There are some reliable forward-looking data for those interested in looking at three-month and 12-month moving averages. NETAR’s pending sales report is always a good indicator of what closing will look like a month or two down the road. And if you dig deep and look at the things like median time on the market, median listing price v. median sales price trends, and a couple of other wonky trend lines, there are insights to be had. But more often or not, the good is tossed out by clickbait reports and dueling spokespeople with strong opinions.

NETAR’s reports show there is some sales softening despite March’s month-over-month gyration. Much of that spike was driven by mortgage rate increases goosing buyers to lock in a rate. It’s a given that more increases are coming. How much and how fast is another matter.

Local data and the market dynamics also don’t support the claims that big price drops are just around the corner. The price growth rate will likely slow, and the annual rate increase will drop back in the single digits, but a big price drop is not likely given current conditions.

The Emerging Markets Index is bouncing around and beginning to lose a little luster with some readers since the rankings don’t square with most market trend data. But it’s an index with half of its data based on housing and half on economic and socioeconomic data. So that should be expected. It’s billed as a tool to help readers find good places to invest in real estate in good places to live.
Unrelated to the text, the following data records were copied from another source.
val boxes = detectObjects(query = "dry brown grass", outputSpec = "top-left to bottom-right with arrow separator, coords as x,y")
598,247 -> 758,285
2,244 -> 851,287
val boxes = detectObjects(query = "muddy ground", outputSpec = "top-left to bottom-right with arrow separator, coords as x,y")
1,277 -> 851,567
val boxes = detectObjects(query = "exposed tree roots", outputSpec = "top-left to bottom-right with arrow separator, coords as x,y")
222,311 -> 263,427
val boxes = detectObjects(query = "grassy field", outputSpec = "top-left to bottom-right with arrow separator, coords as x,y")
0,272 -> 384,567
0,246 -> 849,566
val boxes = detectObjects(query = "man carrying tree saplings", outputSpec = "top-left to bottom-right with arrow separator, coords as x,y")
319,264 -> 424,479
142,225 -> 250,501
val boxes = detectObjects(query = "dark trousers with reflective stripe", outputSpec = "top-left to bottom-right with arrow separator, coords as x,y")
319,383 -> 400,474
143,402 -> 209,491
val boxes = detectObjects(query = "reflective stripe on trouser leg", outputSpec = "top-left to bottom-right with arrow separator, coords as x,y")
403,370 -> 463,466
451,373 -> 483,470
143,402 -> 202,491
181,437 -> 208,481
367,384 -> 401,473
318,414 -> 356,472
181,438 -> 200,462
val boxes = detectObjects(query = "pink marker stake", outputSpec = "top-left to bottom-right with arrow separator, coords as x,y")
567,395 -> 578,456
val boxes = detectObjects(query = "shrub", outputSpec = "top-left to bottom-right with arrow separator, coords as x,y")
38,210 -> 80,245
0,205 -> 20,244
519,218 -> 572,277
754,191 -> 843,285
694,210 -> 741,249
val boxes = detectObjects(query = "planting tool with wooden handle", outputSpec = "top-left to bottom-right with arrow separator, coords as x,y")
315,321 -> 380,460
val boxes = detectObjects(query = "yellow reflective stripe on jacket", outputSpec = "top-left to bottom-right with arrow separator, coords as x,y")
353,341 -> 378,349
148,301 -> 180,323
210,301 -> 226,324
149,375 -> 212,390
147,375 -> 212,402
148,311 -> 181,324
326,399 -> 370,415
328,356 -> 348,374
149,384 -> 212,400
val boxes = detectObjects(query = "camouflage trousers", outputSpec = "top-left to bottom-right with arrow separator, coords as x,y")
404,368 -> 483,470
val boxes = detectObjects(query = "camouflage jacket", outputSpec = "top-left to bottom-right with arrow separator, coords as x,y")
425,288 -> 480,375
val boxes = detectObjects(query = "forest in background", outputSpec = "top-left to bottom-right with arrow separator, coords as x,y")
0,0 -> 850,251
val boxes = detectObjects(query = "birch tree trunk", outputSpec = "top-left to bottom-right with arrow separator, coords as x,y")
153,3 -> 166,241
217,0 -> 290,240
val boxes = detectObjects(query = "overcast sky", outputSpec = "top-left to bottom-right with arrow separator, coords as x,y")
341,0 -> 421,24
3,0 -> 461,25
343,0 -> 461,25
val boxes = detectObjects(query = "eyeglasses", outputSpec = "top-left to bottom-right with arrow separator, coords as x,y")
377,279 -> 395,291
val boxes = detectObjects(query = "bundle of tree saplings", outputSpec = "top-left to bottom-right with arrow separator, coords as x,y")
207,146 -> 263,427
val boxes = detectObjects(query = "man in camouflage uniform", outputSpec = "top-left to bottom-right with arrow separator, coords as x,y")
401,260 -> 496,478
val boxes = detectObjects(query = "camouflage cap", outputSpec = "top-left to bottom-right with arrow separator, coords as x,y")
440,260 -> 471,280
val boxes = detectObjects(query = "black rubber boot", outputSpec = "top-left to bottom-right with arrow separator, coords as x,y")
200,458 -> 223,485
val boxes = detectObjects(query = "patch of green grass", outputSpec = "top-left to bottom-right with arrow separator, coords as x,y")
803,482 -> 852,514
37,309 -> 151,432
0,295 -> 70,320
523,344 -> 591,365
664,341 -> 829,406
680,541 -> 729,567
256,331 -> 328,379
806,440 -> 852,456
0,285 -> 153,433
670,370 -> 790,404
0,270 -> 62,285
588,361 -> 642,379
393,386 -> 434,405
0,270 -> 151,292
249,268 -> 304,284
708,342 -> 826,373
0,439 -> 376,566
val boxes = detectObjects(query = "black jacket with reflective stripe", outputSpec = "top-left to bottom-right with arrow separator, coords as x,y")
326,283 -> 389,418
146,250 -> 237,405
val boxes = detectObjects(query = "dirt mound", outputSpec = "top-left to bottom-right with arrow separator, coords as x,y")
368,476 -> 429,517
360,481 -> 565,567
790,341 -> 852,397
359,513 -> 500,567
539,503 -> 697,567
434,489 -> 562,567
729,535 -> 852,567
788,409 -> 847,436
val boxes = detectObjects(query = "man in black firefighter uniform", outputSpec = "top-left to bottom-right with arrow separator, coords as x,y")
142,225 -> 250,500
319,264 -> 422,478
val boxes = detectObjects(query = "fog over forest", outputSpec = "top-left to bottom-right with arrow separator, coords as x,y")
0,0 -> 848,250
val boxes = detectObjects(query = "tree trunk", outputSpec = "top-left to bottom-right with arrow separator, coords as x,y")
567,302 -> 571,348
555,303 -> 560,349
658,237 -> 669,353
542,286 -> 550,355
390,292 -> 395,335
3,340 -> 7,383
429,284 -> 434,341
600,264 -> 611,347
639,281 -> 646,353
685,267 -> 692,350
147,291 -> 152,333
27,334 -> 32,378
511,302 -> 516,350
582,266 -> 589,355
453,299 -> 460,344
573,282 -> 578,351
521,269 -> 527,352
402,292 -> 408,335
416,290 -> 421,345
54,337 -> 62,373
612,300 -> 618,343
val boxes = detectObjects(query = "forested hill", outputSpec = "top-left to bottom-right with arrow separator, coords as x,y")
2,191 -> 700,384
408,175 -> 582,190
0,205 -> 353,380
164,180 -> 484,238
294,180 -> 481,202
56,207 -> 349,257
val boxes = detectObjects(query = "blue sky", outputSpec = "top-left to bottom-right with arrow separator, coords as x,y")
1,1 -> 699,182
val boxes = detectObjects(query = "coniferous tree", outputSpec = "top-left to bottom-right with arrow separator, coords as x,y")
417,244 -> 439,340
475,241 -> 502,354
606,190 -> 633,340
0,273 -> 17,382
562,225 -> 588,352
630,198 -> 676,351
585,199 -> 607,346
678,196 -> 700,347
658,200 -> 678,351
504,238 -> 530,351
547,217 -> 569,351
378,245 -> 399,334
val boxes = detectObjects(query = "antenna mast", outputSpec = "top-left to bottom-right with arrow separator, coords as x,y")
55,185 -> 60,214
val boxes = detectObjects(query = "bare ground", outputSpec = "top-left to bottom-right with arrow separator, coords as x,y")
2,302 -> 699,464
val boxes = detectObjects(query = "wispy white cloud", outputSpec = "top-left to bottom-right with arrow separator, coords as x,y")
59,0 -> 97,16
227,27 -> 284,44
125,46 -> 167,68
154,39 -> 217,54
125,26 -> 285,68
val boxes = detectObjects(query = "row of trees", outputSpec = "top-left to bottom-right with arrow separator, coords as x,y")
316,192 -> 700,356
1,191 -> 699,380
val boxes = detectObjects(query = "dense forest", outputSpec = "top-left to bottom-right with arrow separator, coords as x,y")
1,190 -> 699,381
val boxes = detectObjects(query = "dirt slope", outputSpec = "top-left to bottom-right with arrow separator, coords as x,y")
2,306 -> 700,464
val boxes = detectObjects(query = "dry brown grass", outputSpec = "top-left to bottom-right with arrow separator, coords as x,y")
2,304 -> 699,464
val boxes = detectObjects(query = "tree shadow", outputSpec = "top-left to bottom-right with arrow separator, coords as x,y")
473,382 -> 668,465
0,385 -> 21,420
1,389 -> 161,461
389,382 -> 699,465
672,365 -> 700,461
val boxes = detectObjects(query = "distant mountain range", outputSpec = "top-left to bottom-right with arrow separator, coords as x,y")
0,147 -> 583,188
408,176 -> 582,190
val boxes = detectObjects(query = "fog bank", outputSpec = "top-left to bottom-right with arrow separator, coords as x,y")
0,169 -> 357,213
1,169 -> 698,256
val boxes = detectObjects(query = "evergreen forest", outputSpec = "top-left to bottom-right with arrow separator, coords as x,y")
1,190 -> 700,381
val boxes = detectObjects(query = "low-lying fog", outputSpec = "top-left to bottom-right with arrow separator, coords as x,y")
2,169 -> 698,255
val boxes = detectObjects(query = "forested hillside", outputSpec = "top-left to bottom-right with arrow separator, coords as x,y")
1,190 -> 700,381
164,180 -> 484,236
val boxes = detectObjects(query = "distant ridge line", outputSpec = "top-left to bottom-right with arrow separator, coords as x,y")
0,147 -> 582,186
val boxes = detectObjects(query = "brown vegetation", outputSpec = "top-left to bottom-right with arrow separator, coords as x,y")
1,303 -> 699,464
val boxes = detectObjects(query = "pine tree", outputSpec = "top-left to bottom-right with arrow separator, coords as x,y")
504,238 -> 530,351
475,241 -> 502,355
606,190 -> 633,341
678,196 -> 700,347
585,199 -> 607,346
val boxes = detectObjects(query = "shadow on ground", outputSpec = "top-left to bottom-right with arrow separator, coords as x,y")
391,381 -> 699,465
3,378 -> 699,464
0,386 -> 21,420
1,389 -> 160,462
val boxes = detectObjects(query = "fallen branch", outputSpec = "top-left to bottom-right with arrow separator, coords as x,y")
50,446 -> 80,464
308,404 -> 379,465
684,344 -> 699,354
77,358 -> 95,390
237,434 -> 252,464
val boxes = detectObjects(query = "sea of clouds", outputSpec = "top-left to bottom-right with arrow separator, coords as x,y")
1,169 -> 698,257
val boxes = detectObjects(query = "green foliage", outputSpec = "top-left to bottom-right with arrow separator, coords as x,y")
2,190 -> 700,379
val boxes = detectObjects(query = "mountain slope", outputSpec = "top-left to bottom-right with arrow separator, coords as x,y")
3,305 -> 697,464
So far, there are a lot of them.

Realtor.com’s Hotness Report, which hopefully has resumed as a monthly report, has trend-tracking merit. It’s based on market demand, as measured by unique viewers per property on Realtor.com. The pace of the market is measured by the number of days a listing remains active on Realtor.com.

Here’s how March’s hotness analysis looked.


  • Hot market moving up compared to last month and last year.
  • Ranked #13 out of 300 metro areas.
  • Inventory moving 17% faster than last year and 10.5 days faster than the U.S. overall.
  • Average listing views 2.9 times higher than the U.S. average.


  • Slightly hot market heating up from last month and last year.
  • Ranked #44 out of 300 metros.
  • Inventory moving 41% faster than last year and 1.5 days faster than the U.S. overall.
  • Average listing views 2.4 times higher than the U.S. average.